Nostro servizio - Incontro nella sede del Pdl in Via Francesco Flora questa mattina per l’assessore regionale (dello stesso partito) all’Istruzione, Caterina Miraglia che ha discusso della possibile risoluzione del problema dei precari della scuola. A invitarla a Benevento, come da lei stesso sottolineato, la coordinatrice provinciale del Popolo della Libertà, Nunzia De Girolamo e l’europarlamentare Erminia Mazzoni (assente perché a Strasburgo). Presenti anche il vice coordinatore vicario, Roberto Capezzone e il consigliere regionale, Luca Colasanto.
L’annuncio: saranno stanziati 20 milioni di euro dall’Unione Europea, attraverso fondi in parte del Ministero e in parte della Regione Campania da impiegare per la realizzazione di un progetto cui potranno partecipare proprio i precari della scuola. L’incontro dell’assessore regionale ha preceduto un appuntamento con il sindaco di Benevento, Fausto Pepe e l’assessore provinciale alle Politiche Formative, Annachiara Palmieri, presso la Rocca dei Rettori. Nel pomeriggio, invece, la discussione ci sarà con i sindacati.
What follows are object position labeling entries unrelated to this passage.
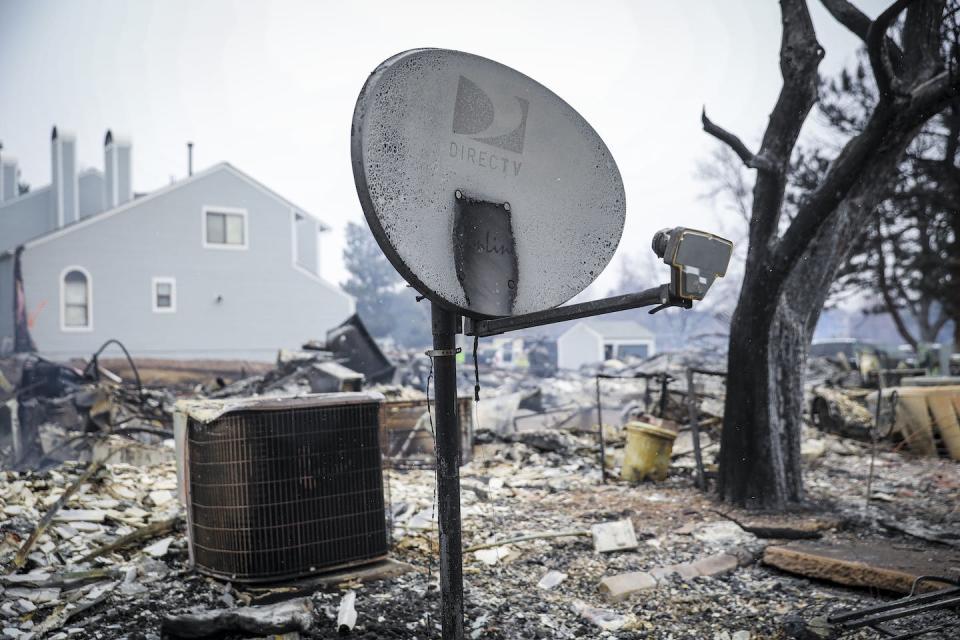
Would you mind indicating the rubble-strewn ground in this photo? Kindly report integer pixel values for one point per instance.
(508, 490)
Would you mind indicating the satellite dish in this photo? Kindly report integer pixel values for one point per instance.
(486, 191)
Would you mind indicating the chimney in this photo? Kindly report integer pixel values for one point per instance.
(117, 161)
(63, 174)
(9, 182)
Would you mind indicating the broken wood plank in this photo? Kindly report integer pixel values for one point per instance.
(527, 538)
(614, 536)
(775, 531)
(152, 530)
(21, 558)
(874, 564)
(282, 617)
(383, 570)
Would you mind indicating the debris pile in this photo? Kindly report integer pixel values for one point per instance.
(97, 548)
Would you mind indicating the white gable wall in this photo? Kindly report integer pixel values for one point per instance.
(230, 303)
(579, 345)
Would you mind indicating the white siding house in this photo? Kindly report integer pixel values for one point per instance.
(593, 341)
(216, 265)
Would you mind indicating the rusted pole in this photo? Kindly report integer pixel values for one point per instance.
(603, 446)
(448, 472)
(695, 428)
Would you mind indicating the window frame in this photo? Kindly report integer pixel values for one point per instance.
(173, 294)
(207, 209)
(63, 300)
(295, 241)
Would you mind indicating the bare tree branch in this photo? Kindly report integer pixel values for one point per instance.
(858, 23)
(750, 159)
(876, 39)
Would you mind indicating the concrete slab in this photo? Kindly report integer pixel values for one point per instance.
(876, 564)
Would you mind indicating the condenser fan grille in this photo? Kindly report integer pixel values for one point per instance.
(287, 492)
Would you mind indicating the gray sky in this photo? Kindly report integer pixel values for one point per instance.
(270, 87)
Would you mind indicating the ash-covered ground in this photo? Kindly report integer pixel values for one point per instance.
(510, 489)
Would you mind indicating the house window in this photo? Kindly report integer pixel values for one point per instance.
(224, 228)
(76, 312)
(164, 295)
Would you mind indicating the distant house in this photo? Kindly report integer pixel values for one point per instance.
(213, 266)
(593, 341)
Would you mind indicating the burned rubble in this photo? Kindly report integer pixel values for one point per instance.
(95, 535)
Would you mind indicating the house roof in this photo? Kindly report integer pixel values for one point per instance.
(619, 329)
(109, 213)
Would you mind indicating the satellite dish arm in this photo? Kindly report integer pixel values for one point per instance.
(661, 296)
(696, 259)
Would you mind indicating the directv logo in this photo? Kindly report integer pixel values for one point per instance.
(474, 114)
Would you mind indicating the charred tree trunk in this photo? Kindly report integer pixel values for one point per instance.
(789, 271)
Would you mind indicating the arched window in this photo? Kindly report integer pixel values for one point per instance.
(77, 313)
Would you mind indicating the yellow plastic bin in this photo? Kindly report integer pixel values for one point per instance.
(647, 452)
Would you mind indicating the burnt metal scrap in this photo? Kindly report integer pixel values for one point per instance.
(55, 411)
(913, 616)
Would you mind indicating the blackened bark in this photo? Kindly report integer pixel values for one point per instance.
(788, 275)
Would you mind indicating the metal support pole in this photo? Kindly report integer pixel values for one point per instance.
(695, 428)
(603, 446)
(448, 472)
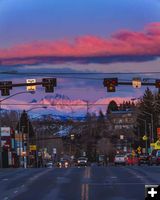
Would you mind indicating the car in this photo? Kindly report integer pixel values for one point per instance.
(155, 157)
(144, 159)
(131, 160)
(82, 161)
(120, 159)
(63, 163)
(49, 164)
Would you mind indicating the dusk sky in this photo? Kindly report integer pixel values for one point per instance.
(71, 36)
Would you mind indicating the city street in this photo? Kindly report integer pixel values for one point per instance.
(90, 183)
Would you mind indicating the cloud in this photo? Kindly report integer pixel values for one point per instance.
(122, 46)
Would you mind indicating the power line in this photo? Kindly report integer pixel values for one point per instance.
(78, 73)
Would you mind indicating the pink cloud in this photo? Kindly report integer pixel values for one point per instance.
(123, 43)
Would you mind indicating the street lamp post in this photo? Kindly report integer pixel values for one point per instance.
(28, 141)
(145, 128)
(18, 93)
(152, 132)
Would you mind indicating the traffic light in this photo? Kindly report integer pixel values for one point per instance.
(157, 83)
(49, 84)
(111, 84)
(5, 87)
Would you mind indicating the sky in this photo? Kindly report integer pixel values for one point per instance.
(75, 36)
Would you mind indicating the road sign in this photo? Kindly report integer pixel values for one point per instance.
(136, 82)
(31, 87)
(145, 138)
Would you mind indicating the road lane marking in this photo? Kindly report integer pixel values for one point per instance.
(83, 192)
(85, 186)
(5, 198)
(87, 191)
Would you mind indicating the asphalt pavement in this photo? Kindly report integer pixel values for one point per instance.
(84, 183)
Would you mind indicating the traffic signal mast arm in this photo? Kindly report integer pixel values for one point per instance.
(48, 83)
(111, 83)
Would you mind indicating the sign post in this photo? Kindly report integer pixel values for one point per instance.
(31, 87)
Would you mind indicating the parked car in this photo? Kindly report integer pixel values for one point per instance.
(63, 163)
(49, 164)
(101, 160)
(144, 159)
(155, 157)
(82, 161)
(131, 160)
(120, 160)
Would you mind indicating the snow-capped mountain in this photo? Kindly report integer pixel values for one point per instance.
(62, 105)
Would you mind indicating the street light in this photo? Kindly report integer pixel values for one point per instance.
(152, 135)
(18, 93)
(28, 142)
(145, 125)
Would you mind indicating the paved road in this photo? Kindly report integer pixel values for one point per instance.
(90, 183)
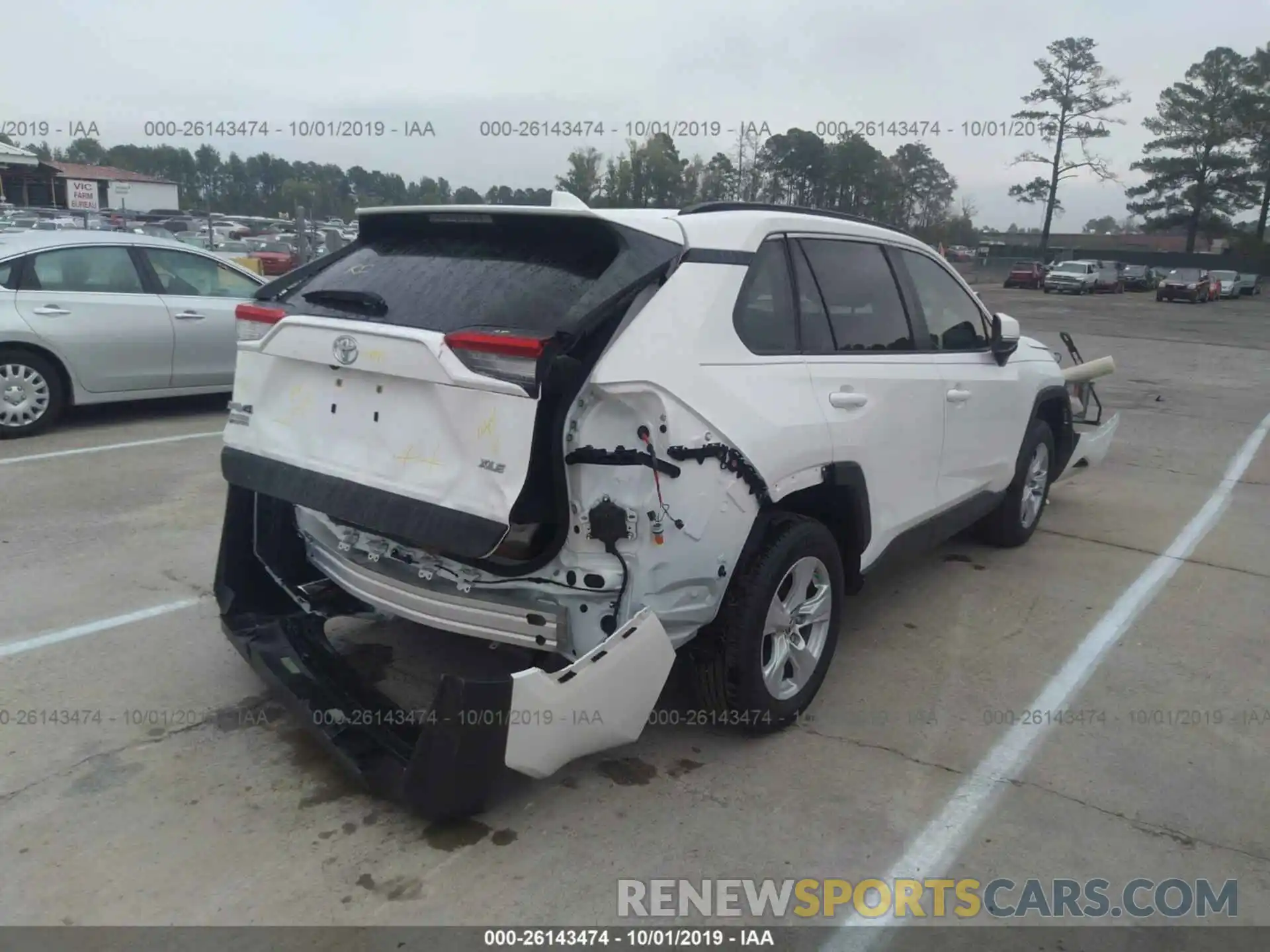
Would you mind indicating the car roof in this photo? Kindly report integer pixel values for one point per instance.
(15, 244)
(733, 226)
(22, 241)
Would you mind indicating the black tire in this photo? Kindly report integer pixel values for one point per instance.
(728, 654)
(1006, 526)
(41, 380)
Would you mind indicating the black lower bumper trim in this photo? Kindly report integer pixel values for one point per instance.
(443, 761)
(408, 521)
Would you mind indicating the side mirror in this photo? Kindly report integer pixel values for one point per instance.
(1005, 338)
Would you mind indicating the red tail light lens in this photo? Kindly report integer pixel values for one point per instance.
(254, 320)
(501, 356)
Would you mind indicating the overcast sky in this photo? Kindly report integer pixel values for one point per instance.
(459, 63)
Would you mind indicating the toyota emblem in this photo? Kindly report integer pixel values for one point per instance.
(345, 349)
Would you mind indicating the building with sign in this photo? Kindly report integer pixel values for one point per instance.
(27, 180)
(116, 188)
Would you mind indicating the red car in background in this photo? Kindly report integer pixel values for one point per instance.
(1025, 274)
(276, 258)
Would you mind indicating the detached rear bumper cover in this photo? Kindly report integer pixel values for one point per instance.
(446, 760)
(1091, 444)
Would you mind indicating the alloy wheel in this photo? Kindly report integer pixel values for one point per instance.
(796, 627)
(24, 395)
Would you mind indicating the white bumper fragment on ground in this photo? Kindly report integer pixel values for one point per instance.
(1091, 444)
(601, 701)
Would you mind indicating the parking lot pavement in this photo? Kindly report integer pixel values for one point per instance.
(239, 819)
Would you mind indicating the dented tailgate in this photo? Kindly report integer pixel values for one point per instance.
(398, 387)
(402, 427)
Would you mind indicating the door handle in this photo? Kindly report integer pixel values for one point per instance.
(845, 399)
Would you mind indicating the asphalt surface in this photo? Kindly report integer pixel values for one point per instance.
(190, 799)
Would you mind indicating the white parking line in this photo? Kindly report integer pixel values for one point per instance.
(945, 837)
(108, 446)
(79, 631)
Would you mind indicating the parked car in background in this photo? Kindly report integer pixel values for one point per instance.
(168, 309)
(178, 225)
(276, 258)
(1184, 285)
(1108, 277)
(1228, 284)
(1140, 277)
(1025, 274)
(1072, 278)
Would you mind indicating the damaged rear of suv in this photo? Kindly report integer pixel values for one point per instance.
(596, 438)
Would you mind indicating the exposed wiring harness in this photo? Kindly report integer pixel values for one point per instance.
(656, 517)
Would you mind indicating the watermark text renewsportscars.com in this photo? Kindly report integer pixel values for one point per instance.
(930, 898)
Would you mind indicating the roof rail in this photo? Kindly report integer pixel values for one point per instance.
(701, 207)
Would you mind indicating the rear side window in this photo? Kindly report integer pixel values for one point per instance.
(860, 295)
(763, 317)
(450, 272)
(84, 270)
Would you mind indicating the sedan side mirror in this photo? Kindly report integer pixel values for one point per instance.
(1005, 338)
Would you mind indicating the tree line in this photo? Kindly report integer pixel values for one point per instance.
(1208, 160)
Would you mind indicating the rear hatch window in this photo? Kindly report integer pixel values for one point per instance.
(448, 272)
(396, 386)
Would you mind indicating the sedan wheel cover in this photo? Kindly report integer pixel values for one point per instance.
(796, 627)
(1034, 487)
(24, 395)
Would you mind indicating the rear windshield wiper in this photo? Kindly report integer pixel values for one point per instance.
(364, 301)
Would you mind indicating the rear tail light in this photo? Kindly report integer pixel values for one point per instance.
(254, 320)
(499, 356)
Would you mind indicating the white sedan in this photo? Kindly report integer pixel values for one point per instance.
(95, 317)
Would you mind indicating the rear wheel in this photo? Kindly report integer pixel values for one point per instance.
(1016, 517)
(32, 397)
(762, 660)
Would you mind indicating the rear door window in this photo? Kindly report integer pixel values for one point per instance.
(861, 296)
(763, 317)
(447, 272)
(84, 270)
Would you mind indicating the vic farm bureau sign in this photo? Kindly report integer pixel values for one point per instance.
(80, 194)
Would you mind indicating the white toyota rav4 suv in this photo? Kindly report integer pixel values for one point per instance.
(593, 438)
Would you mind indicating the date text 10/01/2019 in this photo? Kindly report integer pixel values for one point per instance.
(302, 128)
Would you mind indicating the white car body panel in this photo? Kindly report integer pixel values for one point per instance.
(898, 430)
(927, 429)
(124, 346)
(676, 364)
(601, 701)
(409, 419)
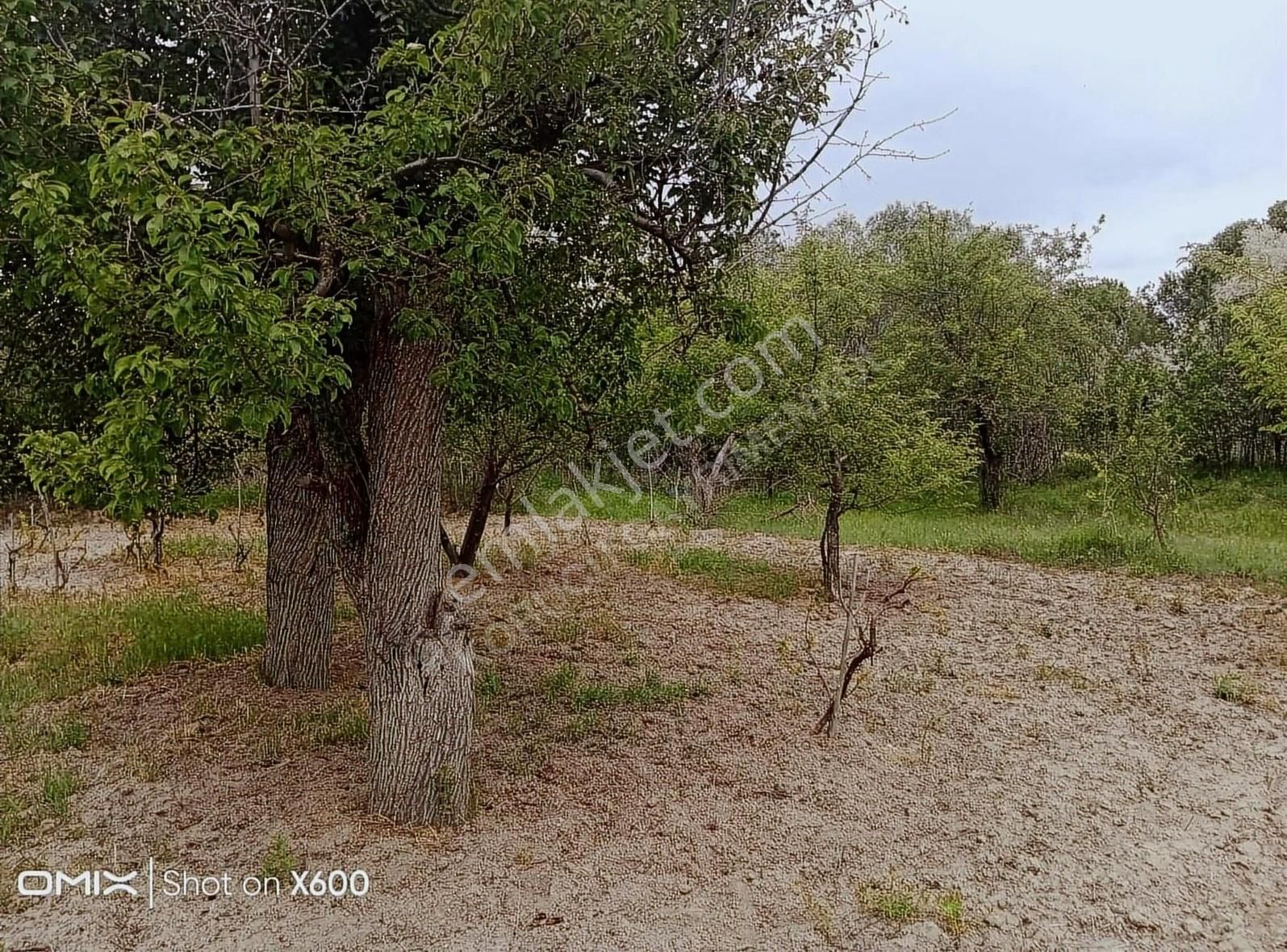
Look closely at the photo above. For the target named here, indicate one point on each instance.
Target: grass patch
(336, 724)
(566, 683)
(56, 787)
(1235, 688)
(58, 647)
(1231, 525)
(1064, 675)
(721, 571)
(15, 818)
(901, 904)
(279, 861)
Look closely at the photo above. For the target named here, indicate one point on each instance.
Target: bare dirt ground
(1047, 742)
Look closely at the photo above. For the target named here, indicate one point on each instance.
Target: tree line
(391, 242)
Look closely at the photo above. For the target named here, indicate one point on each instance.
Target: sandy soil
(1047, 742)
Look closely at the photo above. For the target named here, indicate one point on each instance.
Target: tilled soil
(1048, 745)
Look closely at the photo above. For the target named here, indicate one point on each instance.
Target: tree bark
(420, 660)
(830, 545)
(479, 512)
(302, 560)
(990, 470)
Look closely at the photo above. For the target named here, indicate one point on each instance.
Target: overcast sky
(1168, 116)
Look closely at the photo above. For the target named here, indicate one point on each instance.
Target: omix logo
(89, 883)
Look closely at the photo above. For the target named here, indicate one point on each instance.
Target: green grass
(901, 902)
(1226, 525)
(566, 683)
(721, 571)
(1235, 688)
(58, 647)
(66, 735)
(1235, 525)
(345, 724)
(56, 790)
(279, 861)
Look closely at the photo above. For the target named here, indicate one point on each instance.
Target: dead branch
(871, 621)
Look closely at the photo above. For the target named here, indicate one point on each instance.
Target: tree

“Ho invitato l’assessore all’Istruzione - ha evidenziato De Girolamo - perché sono stata chiamata in causa dai precari sebbene debba chiarire che sono il coordinatore provinciale del Pdl, non il presidente della Provincia, né il sindaco, né un assessore, né un ministro e né il sottosegretario al Welfare (Pasquale Viespoli in quota PDL, NDR). Mi ha stupito il fatto che solo io sia stata interpellata, ma ringrazio fortemente tutti i precari perché evidentemente in me riconoscono il governo del fare e forse è questo il motivo per cui si sono rispecchiati nella mia persona e non in altre.
E proprio per questo immediatamente mi sono attivata per contattare l’assessore e per fare un incontro qui, a Benevento e chiarire cosa stiamo facendo in Regione Campania. La ringrazio sia da un punto di vista amichevole e in quanto appartenente a un partito, quale quello del Popolo della Libertà. Credo dunque sia legittimo ed ovvio, come accaduto anche in passato, che un assessore del Pdl vada nelle sedi dei partiti”.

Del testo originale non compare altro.